舞台ってなんであんなに高揚するんだろう
舞台を見るのが好きだ。
多く観劇しているわけではないのだけれど、時折誘われたり、興味のある作品を見に行ったりする。
その度に、やはり舞台は舞台でしか味わえないものがあるなと思う。
緞帳が開いた瞬間はいつも、気持ちが前のめりになる。
はじめは「何が始まるんだろう?」という期待と、「入り込めるかな?」という若干の疑いもあったりする。だけど徐々に話に入り込んでいき、気付くと夢中になって魅入っている。
印象的な台詞が発せられるシーンでは、見ているこちらが一瞬息を止めてしまうような緊迫感がある。
人生において救いになるような台詞が、胸にまっすぐと鮮烈に響いてくるのだ。
その瞬間、私だけの悩みだと思っていたものが実は人にとって普遍的でありがちなものなのだ、という安堵と、まるで今この言葉に出会えたのは必然だったんじゃないか?というくらいに沁みてしまうことが多々ある。
舞台というなまものが生む緊迫感は、時間を巻き戻すことのできない人生とどこか似ているのかもなと思う。
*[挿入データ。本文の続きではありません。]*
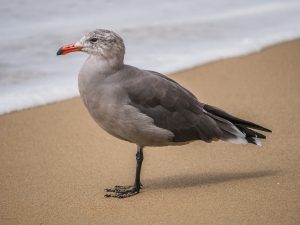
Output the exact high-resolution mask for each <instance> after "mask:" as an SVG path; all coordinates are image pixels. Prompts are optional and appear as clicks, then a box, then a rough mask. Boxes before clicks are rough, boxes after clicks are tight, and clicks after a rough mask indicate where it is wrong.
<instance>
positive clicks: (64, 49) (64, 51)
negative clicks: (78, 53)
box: [56, 43, 82, 55]
mask: <svg viewBox="0 0 300 225" xmlns="http://www.w3.org/2000/svg"><path fill="white" fill-rule="evenodd" d="M81 49H82V47H78V46H75V43H73V44H68V45H65V46H63V47H61V48H60V49H58V51H57V53H56V54H57V55H66V54H68V53H70V52H77V51H80V50H81Z"/></svg>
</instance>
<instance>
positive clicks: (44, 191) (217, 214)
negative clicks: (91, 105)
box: [0, 40, 300, 225]
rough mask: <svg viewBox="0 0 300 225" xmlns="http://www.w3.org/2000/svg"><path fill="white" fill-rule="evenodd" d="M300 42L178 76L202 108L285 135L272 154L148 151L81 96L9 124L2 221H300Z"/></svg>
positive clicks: (193, 149) (254, 153) (278, 134)
mask: <svg viewBox="0 0 300 225" xmlns="http://www.w3.org/2000/svg"><path fill="white" fill-rule="evenodd" d="M299 59H300V40H295V41H291V42H286V43H282V44H279V45H276V46H273V47H269V48H267V49H265V50H263V51H261V52H258V53H254V54H250V55H246V56H241V57H235V58H230V59H224V60H219V61H216V62H212V63H208V64H205V65H202V66H199V67H195V68H193V69H188V70H184V71H181V72H178V73H175V74H171V75H170V77H171V78H172V79H175V80H176V81H177V82H179V83H180V84H181V85H183V86H184V87H186V88H187V89H189V90H191V91H192V92H193V93H194V94H195V95H196V96H197V97H198V99H199V100H200V101H201V102H204V103H208V104H210V105H214V106H217V107H220V108H222V109H224V110H226V111H227V112H229V113H231V114H233V115H236V116H238V117H241V118H243V119H247V120H250V121H253V122H256V123H258V124H261V125H263V126H265V127H267V128H270V129H271V130H272V131H273V132H272V133H270V134H267V140H266V141H263V146H262V147H258V146H255V145H233V144H230V143H225V142H221V141H220V142H215V143H211V144H207V143H204V142H200V141H197V142H193V143H191V144H189V145H184V146H177V147H160V148H150V147H149V148H146V149H145V151H144V157H145V159H144V163H143V170H142V183H143V185H144V188H143V189H142V191H141V193H140V194H139V195H136V196H134V197H131V198H127V199H113V198H105V197H104V194H105V192H104V189H105V188H108V187H112V186H114V185H130V184H132V183H133V180H134V173H135V151H136V147H135V146H134V145H133V144H130V143H127V142H124V141H121V140H118V139H116V138H114V137H112V136H110V135H109V134H107V133H105V132H104V131H103V130H102V129H101V128H99V127H98V125H97V124H96V123H95V122H94V121H93V120H92V119H91V117H90V116H89V114H88V112H87V110H86V109H85V108H84V106H83V104H82V102H81V100H80V98H78V97H77V98H74V99H71V100H67V101H63V102H59V103H55V104H50V105H47V106H41V107H37V108H33V109H27V110H23V111H19V112H14V113H11V114H6V115H2V116H0V151H1V154H0V179H1V180H0V181H1V182H0V190H1V191H0V204H1V205H0V224H1V225H17V224H26V225H31V224H32V225H33V224H40V225H42V224H43V225H48V224H55V225H65V224H72V225H77V224H78V225H79V224H80V225H82V224H88V225H94V224H106V225H109V224H113V225H118V224H123V225H124V224H131V225H135V224H151V225H154V224H166V225H167V224H172V225H175V224H226V225H228V224H230V225H235V224H236V225H241V224H243V225H245V224H249V225H253V224H272V225H276V224H278V225H279V224H285V225H296V224H300V163H299V159H300V150H299V143H298V140H299V133H300V98H299V96H300V77H299V74H300V61H299Z"/></svg>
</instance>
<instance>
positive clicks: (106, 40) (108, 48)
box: [57, 29, 125, 63]
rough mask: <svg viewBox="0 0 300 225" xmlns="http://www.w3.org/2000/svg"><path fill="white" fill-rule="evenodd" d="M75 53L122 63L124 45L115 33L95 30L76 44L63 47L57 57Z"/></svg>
mask: <svg viewBox="0 0 300 225" xmlns="http://www.w3.org/2000/svg"><path fill="white" fill-rule="evenodd" d="M76 51H82V52H86V53H88V54H90V55H96V56H100V57H102V58H104V59H106V60H111V59H113V58H117V59H119V60H120V61H121V62H122V63H123V60H124V55H125V45H124V42H123V39H122V38H121V37H120V36H119V35H118V34H116V33H115V32H113V31H109V30H105V29H97V30H94V31H91V32H89V33H87V34H86V35H85V36H83V37H82V38H81V39H80V40H79V41H78V42H76V43H72V44H68V45H64V46H63V47H61V48H60V49H59V50H58V51H57V55H65V54H68V53H71V52H76Z"/></svg>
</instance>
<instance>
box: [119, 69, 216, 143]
mask: <svg viewBox="0 0 300 225" xmlns="http://www.w3.org/2000/svg"><path fill="white" fill-rule="evenodd" d="M126 70H127V71H126V74H130V75H129V76H127V81H126V82H124V83H123V85H122V86H123V88H125V89H126V92H127V93H128V97H129V104H130V105H132V106H134V107H136V108H138V109H139V110H140V111H141V112H142V113H144V114H146V115H147V116H149V117H151V118H152V119H153V121H154V124H155V125H156V126H158V127H160V128H164V129H167V130H169V131H171V132H172V133H173V134H174V139H173V141H174V142H188V141H192V140H198V139H200V140H203V141H206V142H210V141H212V140H215V139H220V138H221V135H222V131H221V129H220V128H219V126H218V125H217V123H216V121H215V120H214V119H213V118H211V117H210V116H208V115H207V114H206V113H205V112H204V110H203V106H204V104H203V103H200V102H199V101H198V100H197V98H196V97H195V96H194V95H193V94H192V93H191V92H189V91H188V90H186V89H185V88H183V87H182V86H180V85H179V84H178V83H176V82H175V81H173V80H171V79H170V78H168V77H166V76H164V75H162V74H159V73H157V72H153V71H146V70H139V69H137V68H134V67H129V68H127V69H126ZM128 77H130V78H129V79H128Z"/></svg>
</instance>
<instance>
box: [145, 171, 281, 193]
mask: <svg viewBox="0 0 300 225" xmlns="http://www.w3.org/2000/svg"><path fill="white" fill-rule="evenodd" d="M279 172H280V171H278V170H261V171H251V172H238V173H206V174H200V175H199V174H181V175H176V176H172V177H161V178H153V179H147V180H145V183H147V187H148V188H151V189H162V188H163V189H171V188H184V187H194V186H204V185H213V184H219V183H225V182H232V181H240V180H246V179H256V178H262V177H268V176H275V175H276V174H278V173H279Z"/></svg>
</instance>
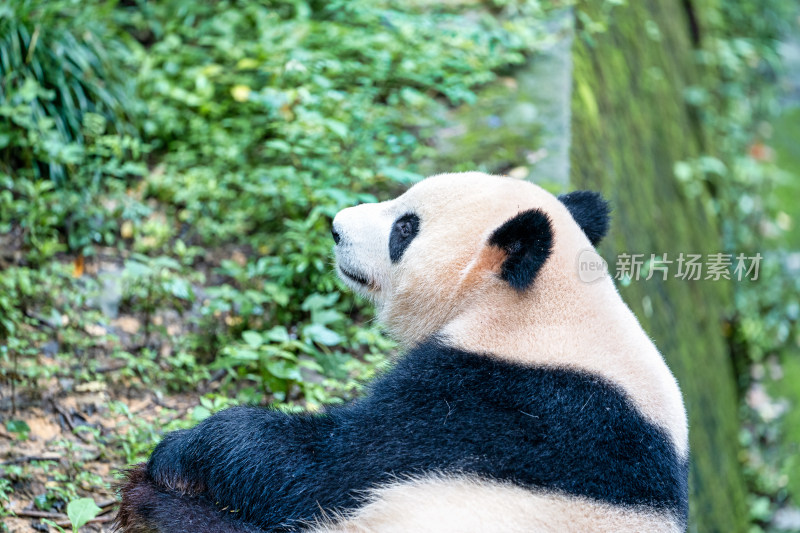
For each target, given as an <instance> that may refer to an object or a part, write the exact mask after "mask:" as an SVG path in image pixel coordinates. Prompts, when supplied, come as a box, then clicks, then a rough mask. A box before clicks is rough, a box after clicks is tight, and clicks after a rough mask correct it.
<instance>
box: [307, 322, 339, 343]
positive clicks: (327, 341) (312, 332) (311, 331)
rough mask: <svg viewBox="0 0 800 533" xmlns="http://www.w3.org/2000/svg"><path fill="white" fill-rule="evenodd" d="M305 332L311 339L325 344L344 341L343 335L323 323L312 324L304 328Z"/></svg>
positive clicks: (310, 338)
mask: <svg viewBox="0 0 800 533" xmlns="http://www.w3.org/2000/svg"><path fill="white" fill-rule="evenodd" d="M303 334H304V335H305V336H306V337H307V338H308V339H309V340H311V341H313V342H317V343H319V344H324V345H325V346H335V345H337V344H340V343H341V342H342V340H343V339H342V336H341V335H339V334H338V333H336V332H335V331H333V330H330V329H328V328H326V327H325V326H323V325H322V324H311V325H310V326H306V327H305V328H303Z"/></svg>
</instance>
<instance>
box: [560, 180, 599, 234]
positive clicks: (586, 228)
mask: <svg viewBox="0 0 800 533" xmlns="http://www.w3.org/2000/svg"><path fill="white" fill-rule="evenodd" d="M558 199H559V200H561V203H563V204H564V205H565V206H567V209H569V212H570V213H571V214H572V218H574V219H575V222H577V223H578V225H579V226H580V227H581V229H582V230H583V232H584V233H585V234H586V236H587V237H589V241H591V243H592V246H597V244H598V243H599V242H600V241H601V240H602V239H603V237H605V236H606V233H608V226H609V213H610V212H611V209H610V208H609V206H608V202H606V201H605V200H604V199H603V196H602V195H601V194H600V193H598V192H594V191H573V192H571V193H567V194H562V195H561V196H559V197H558Z"/></svg>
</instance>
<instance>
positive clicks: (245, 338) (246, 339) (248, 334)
mask: <svg viewBox="0 0 800 533" xmlns="http://www.w3.org/2000/svg"><path fill="white" fill-rule="evenodd" d="M242 339H244V342H246V343H247V344H248V345H249V346H250V347H251V348H258V347H259V346H261V345H262V344H263V343H264V339H263V338H262V337H261V334H260V333H258V332H257V331H245V332H244V333H242Z"/></svg>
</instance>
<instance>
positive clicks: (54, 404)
mask: <svg viewBox="0 0 800 533" xmlns="http://www.w3.org/2000/svg"><path fill="white" fill-rule="evenodd" d="M50 403H52V404H53V408H54V409H55V410H56V411H58V413H59V414H60V415H61V416H62V417H64V423H65V424H66V425H67V427H68V428H69V430H70V431H71V432H72V433H73V435H75V436H77V437H78V438H79V439H81V440H82V441H83V442H84V443H86V444H91V443H92V442H91V440H89V439H87V438H86V437H85V436H83V435H82V434H81V433H80V431H75V423H74V422H73V421H72V416H71V415H70V414H69V411H67V410H66V409H64V408H63V407H62V406H61V405H59V403H58V402H57V401H56V400H55V399H51V400H50Z"/></svg>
映画ともドラマを見た後とも違う。見終わってから心を満たす独特な高揚感がある。
それは生の舞台が持つ熱量なのかもしれないし、会場の拍手やスタンディングオベーションの反響が心をより震わせるのかもしれない。
見ているだけなのに「体験した」と感じるのだ。
もちろん、役者や舞台スタッフの方々と比べて、客席は積極的に何か働きかけるわけではない。それでも、その場を見て、聞いて、時にはリアクションをする。
それら全てが合わさって「舞台」となる。
観客の私たちは受け身でありながらも、一体となれる。だからこそより心に響くのだろうか。
帰宅してあらすじや台詞を書き残したり、下手ながら記憶を呼び起こしイラストを描いたりすれば、ひとつの記憶が呼び水となり、また別のシーンを思い出す。
映像作品と違って舞台はDVDなどの円盤にならないことも多い。あの場に足を運んだ人たちだけの記憶に残る。その儚さもまた素敵だなと感じる。
だから皆ひとつも取りこぼさぬよう真剣に見るし、心に深く刻まれるのかもしれない。
コロナという疫病が去った世界でまた、なんの懸念もなく、割れんばかりのスタンディングオベーションの残響を聞きたいものだ。